Paylaş
Acılı anne, bu cümleyi mahkeme salonu yetersiz kalınca Sanayi Odası’nın salonuna taşınan dava görülürken söyledi.
29 Kasım 2016’da, Adana’nın Aladağ ilçesinde Süleymancılar cemaatinin kontrolündeki kız yurdunda elektrik kontağından kaynaklanan bir yangın çıkmıştı.
Beşinci, altıncı, yedinci, sekizinci sınıf öğrencisi 11 kızımızla, bir genç eğitmen kızı halıyla kaplı, kapıları plastik, kapı kolu bulunmayan ve yangın çıkışları kilitli bir binada hayatını kaybetmişti.
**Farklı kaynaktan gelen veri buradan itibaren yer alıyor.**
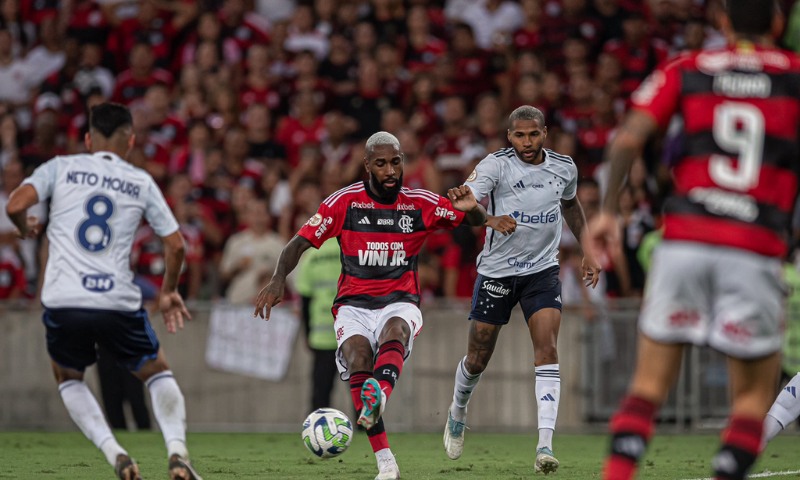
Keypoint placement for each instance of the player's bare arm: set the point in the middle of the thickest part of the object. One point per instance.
(504, 224)
(20, 200)
(576, 220)
(627, 144)
(169, 300)
(464, 200)
(272, 293)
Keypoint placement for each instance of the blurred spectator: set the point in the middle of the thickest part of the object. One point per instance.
(142, 74)
(529, 35)
(250, 256)
(209, 30)
(23, 33)
(422, 48)
(637, 51)
(418, 168)
(19, 76)
(246, 28)
(48, 139)
(303, 35)
(491, 19)
(316, 281)
(303, 125)
(258, 131)
(446, 148)
(636, 223)
(91, 73)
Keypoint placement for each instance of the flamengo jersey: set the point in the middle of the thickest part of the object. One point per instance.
(735, 184)
(97, 203)
(532, 195)
(380, 242)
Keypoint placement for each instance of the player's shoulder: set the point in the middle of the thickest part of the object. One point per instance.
(559, 158)
(344, 194)
(502, 154)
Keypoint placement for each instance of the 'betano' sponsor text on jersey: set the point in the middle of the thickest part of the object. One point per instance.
(379, 242)
(532, 195)
(97, 202)
(735, 183)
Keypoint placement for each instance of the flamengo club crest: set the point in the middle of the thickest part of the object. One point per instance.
(406, 224)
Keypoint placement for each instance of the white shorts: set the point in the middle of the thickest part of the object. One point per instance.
(351, 321)
(727, 298)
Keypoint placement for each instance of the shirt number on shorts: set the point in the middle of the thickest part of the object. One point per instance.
(94, 232)
(739, 129)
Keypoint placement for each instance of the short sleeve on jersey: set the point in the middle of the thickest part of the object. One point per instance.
(325, 224)
(157, 212)
(484, 178)
(444, 215)
(44, 178)
(572, 186)
(658, 94)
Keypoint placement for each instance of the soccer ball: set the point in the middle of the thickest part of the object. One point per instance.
(327, 432)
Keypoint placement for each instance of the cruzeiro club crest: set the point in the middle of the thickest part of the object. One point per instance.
(406, 224)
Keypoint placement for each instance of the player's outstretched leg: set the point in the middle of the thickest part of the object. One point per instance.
(86, 413)
(548, 393)
(784, 411)
(170, 412)
(387, 466)
(465, 383)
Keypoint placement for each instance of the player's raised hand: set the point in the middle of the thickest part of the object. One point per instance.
(504, 224)
(173, 310)
(602, 236)
(268, 297)
(590, 271)
(462, 198)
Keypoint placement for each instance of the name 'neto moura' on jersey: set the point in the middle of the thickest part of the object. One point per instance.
(89, 262)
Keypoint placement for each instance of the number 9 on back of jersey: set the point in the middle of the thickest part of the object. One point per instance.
(327, 432)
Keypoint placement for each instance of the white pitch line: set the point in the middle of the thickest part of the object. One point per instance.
(766, 474)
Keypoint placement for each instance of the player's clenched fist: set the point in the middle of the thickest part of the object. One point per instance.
(268, 297)
(462, 198)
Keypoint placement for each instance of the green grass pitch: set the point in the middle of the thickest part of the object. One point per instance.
(37, 455)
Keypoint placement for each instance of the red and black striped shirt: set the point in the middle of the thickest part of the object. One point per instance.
(379, 241)
(736, 180)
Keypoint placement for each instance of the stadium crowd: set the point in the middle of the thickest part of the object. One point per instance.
(249, 112)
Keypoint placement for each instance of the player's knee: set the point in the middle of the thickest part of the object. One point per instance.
(545, 355)
(476, 363)
(395, 330)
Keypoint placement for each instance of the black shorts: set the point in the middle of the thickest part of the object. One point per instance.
(494, 298)
(73, 332)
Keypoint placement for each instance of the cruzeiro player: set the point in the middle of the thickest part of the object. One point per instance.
(381, 227)
(97, 201)
(531, 190)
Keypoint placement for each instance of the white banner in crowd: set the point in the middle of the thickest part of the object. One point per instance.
(239, 343)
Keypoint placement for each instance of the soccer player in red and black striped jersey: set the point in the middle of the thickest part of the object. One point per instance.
(380, 227)
(715, 280)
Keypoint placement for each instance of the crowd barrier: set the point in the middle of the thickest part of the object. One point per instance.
(228, 371)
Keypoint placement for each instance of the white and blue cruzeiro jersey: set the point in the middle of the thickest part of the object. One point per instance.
(532, 195)
(97, 202)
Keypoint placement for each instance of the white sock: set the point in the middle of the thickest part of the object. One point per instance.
(170, 411)
(784, 411)
(86, 413)
(465, 384)
(548, 392)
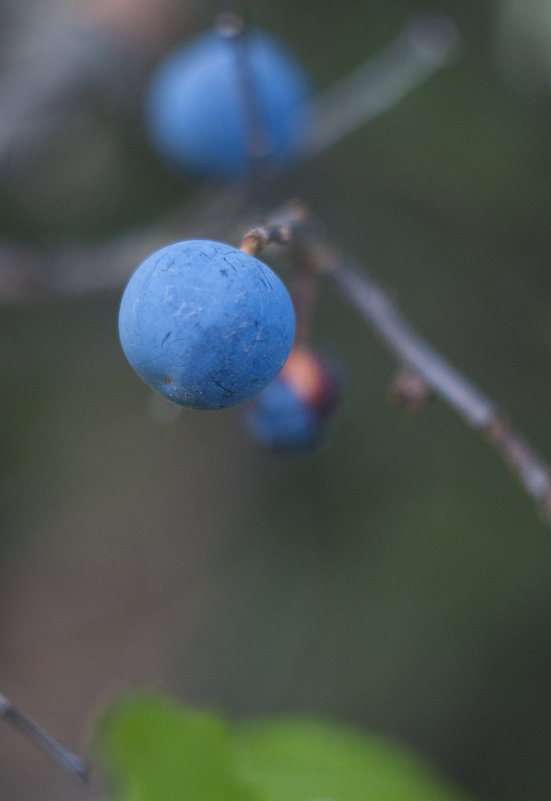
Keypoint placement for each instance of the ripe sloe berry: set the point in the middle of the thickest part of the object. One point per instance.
(220, 101)
(206, 325)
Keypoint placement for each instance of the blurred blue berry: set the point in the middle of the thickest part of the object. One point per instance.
(290, 415)
(280, 420)
(220, 102)
(206, 325)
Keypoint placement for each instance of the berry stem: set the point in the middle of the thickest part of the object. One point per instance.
(43, 740)
(473, 406)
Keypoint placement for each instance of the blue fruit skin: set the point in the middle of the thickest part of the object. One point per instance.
(208, 98)
(280, 420)
(206, 325)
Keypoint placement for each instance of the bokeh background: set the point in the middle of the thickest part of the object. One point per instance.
(399, 579)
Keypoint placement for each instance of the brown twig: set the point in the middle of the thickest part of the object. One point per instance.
(474, 407)
(43, 740)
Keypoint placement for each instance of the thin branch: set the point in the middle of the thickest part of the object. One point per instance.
(424, 46)
(293, 224)
(43, 740)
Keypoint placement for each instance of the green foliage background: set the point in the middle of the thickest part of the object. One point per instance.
(400, 579)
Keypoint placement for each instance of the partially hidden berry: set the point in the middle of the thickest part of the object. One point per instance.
(220, 104)
(291, 414)
(206, 325)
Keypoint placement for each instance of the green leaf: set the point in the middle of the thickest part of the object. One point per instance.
(160, 751)
(303, 760)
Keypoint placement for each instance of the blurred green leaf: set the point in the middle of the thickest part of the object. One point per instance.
(296, 759)
(159, 751)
Dün aralarında yurt müdürünün de bulunduğu 7 tutuklu sanık 182 gün sonra ilk kez mahkeme heyetinin karşısındaydı.
Ama önce...
BİR FACİANIN TARİHİ
182 gün içinde neler olduğunu, mesela diken.com.tr’nin arşivinden seçtiğim başlıklarla kronolojik şekilde okuyalım isterim:
- Adana’da öğrenci yurdunda facia: 11 çocuk, bir eğitmen yanarak can verdi
- Çocuklar böyle yandı: Yerler halı, üst kat ahşap, yangın merdiveni kapısı kilitli, dikenli telle sarılıydı.
- Adana’daki yangınla ilgili haberlere “yurt çapında huzur ve güvenin bozulmaması için” yayın yasağı getirildi.
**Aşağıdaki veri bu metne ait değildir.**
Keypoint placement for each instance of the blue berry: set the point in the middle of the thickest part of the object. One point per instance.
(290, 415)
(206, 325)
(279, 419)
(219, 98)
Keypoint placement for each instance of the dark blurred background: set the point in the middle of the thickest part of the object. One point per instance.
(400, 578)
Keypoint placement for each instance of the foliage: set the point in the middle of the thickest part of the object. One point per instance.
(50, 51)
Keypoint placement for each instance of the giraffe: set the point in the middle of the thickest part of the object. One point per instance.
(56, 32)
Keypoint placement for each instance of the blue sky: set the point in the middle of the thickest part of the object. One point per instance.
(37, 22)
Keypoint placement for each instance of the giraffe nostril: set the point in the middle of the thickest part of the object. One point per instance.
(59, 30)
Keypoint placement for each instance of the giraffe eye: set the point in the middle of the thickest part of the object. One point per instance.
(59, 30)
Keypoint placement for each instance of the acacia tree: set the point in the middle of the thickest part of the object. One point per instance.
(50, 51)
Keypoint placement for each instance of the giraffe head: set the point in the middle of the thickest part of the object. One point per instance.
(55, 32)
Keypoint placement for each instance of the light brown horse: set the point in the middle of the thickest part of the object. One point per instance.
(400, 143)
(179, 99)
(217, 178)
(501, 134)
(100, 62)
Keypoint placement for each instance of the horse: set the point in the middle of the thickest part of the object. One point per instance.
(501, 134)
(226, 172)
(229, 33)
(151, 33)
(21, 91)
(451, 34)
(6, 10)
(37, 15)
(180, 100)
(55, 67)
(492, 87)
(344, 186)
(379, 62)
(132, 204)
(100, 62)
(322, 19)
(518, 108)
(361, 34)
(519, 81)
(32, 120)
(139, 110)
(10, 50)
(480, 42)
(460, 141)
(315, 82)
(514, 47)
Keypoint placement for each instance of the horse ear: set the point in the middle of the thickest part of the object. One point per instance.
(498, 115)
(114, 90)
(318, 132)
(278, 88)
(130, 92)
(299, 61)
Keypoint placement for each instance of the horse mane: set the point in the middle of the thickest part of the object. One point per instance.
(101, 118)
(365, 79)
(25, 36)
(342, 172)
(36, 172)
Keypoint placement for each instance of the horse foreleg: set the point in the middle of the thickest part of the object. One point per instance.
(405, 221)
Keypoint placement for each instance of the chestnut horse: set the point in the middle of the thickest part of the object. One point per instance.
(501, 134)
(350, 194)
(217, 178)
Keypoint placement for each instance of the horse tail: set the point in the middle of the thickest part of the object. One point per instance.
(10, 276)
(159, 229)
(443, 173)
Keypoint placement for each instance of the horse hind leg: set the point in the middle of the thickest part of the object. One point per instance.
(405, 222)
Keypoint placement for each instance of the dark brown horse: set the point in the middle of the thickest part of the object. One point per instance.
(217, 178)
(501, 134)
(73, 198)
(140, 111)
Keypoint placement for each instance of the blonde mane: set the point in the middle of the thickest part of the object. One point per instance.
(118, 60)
- Adana’daki faciayla ilgili yurt müdürü dahil 6 kişi gözaltına alındı.
- Yurt faciasında yaralanan öğrenciye yalan ifade baskısı.
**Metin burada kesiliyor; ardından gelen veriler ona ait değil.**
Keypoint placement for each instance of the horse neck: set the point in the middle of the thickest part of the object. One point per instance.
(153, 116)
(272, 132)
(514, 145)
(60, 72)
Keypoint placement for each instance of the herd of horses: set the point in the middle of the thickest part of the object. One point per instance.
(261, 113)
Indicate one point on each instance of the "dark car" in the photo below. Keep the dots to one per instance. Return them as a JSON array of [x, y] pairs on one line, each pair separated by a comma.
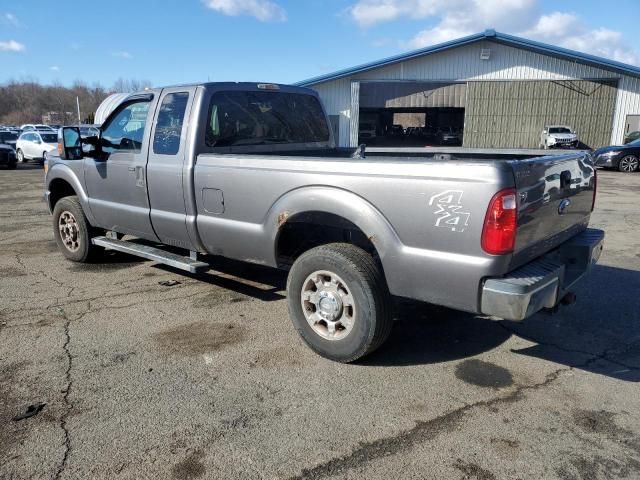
[[8, 137], [632, 137], [625, 158]]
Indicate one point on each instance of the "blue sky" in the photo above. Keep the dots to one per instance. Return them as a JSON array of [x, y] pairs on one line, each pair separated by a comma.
[[180, 41]]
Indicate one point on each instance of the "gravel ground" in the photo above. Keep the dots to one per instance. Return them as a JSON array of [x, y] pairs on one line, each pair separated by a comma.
[[207, 379]]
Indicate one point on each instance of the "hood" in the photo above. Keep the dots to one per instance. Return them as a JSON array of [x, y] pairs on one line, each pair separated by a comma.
[[563, 136], [611, 148]]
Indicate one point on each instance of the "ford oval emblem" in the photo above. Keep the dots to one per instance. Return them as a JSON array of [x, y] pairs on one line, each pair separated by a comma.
[[564, 204]]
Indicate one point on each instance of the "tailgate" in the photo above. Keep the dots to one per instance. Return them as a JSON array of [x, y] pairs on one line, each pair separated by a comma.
[[555, 195]]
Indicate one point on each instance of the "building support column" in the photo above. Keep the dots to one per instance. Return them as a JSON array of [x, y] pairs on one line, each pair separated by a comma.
[[354, 117]]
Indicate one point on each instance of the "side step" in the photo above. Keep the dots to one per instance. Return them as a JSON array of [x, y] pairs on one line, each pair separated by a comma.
[[156, 254]]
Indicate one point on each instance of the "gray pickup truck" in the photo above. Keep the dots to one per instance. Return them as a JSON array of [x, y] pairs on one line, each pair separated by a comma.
[[251, 172]]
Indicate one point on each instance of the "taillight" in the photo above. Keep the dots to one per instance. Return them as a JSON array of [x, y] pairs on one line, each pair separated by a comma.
[[499, 230], [595, 188]]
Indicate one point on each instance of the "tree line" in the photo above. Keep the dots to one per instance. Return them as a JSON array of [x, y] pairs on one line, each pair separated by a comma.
[[27, 101]]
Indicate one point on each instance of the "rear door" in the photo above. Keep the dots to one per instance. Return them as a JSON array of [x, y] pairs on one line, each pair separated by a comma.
[[116, 177], [168, 155], [555, 195]]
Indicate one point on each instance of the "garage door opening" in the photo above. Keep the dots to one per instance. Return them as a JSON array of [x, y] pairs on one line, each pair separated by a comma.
[[410, 114]]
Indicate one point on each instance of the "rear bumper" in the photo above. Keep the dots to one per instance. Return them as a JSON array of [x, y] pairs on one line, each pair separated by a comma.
[[543, 282]]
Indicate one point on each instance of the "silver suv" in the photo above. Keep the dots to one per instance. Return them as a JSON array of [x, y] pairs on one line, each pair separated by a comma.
[[560, 136]]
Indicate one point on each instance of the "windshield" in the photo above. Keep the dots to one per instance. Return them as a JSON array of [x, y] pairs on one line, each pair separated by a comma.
[[559, 130], [258, 118], [8, 136]]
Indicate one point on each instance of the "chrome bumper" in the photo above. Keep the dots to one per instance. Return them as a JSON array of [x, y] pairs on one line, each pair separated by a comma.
[[543, 282]]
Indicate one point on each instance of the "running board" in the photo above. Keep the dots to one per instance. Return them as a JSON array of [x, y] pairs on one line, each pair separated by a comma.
[[156, 254]]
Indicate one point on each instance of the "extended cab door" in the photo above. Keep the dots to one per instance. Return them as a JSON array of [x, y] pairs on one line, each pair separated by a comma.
[[166, 170], [115, 174]]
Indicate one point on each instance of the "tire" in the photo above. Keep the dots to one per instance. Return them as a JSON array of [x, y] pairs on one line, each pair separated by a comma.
[[365, 313], [74, 243], [628, 164]]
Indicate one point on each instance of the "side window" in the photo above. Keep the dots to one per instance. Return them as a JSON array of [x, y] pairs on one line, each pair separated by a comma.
[[126, 128], [166, 140]]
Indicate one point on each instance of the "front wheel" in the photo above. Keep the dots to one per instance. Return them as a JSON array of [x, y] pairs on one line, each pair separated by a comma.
[[72, 231], [339, 302], [628, 164]]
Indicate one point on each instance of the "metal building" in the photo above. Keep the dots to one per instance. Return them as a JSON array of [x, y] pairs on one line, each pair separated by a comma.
[[497, 90]]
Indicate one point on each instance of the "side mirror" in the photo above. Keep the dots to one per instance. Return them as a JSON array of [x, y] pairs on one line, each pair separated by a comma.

- Yurt görevlisi facianın ardından (dolaptaki) 35 kilo etin peşine düşmüş.
- Tutukluyken serbest bırakılan 4 yönetici tekrar tutuklandı.
- Facianın yaşandığı kız yurdunda ‘namahrem’ diye denetim yapılmamış.
- Aladağ aileleri: Süleymancıların yurdu kapanmasın diye çocukları MEB gönderdi.
- Müfettiş incelemesinde çıktı: Yurdu sahte raporla kurtarmaya çalışmışlar.
- 12 canın bedeli bu mu? Aladağ faciasının sorumlularına en fazla 15 yıl!
182 GÜN SONRA
Böyle geçti 182 gün işte. Facianın yaşandığı alan düzlendi, kovuşturma sürerken yapılan yıkımla delillerin karartıldığını söyledi ailelerin avukatı Can Atalay.
İstekleri dışında hesaplarına para yatırıldığını, cemaat mensuplarının para teklif ettiklerini, üstlerinde baskı kurulduğunu, davadan vazgeçmeleri için zorlandıklarını söyledi aileler.
Sanıklar “Kapı kolunu demek çocuklar düşürmüş” gibi bahaneler ürettiler, itfaiyeyi suçladılar vesaire. Ailelerin avukatı ısrarla delillerin karartıldığını vurguladı duruşma boyunca.
Ve yaralı kurtulan çocuklar konuştu:
“F.Z.A., yeniden üçüncü kata çıkıp pencereden atladığını ve ayak bileklerinin kırıldığını kaydetti: Yangın tüpleri vardı ancak biz nasıl açacağımızı bilmiyorduk...”
VE ANNE KONUŞTU
Ve işte anne konuştu: “Biz yavrumuzun külünü bile görmedik; göstermediler, göstermediler...”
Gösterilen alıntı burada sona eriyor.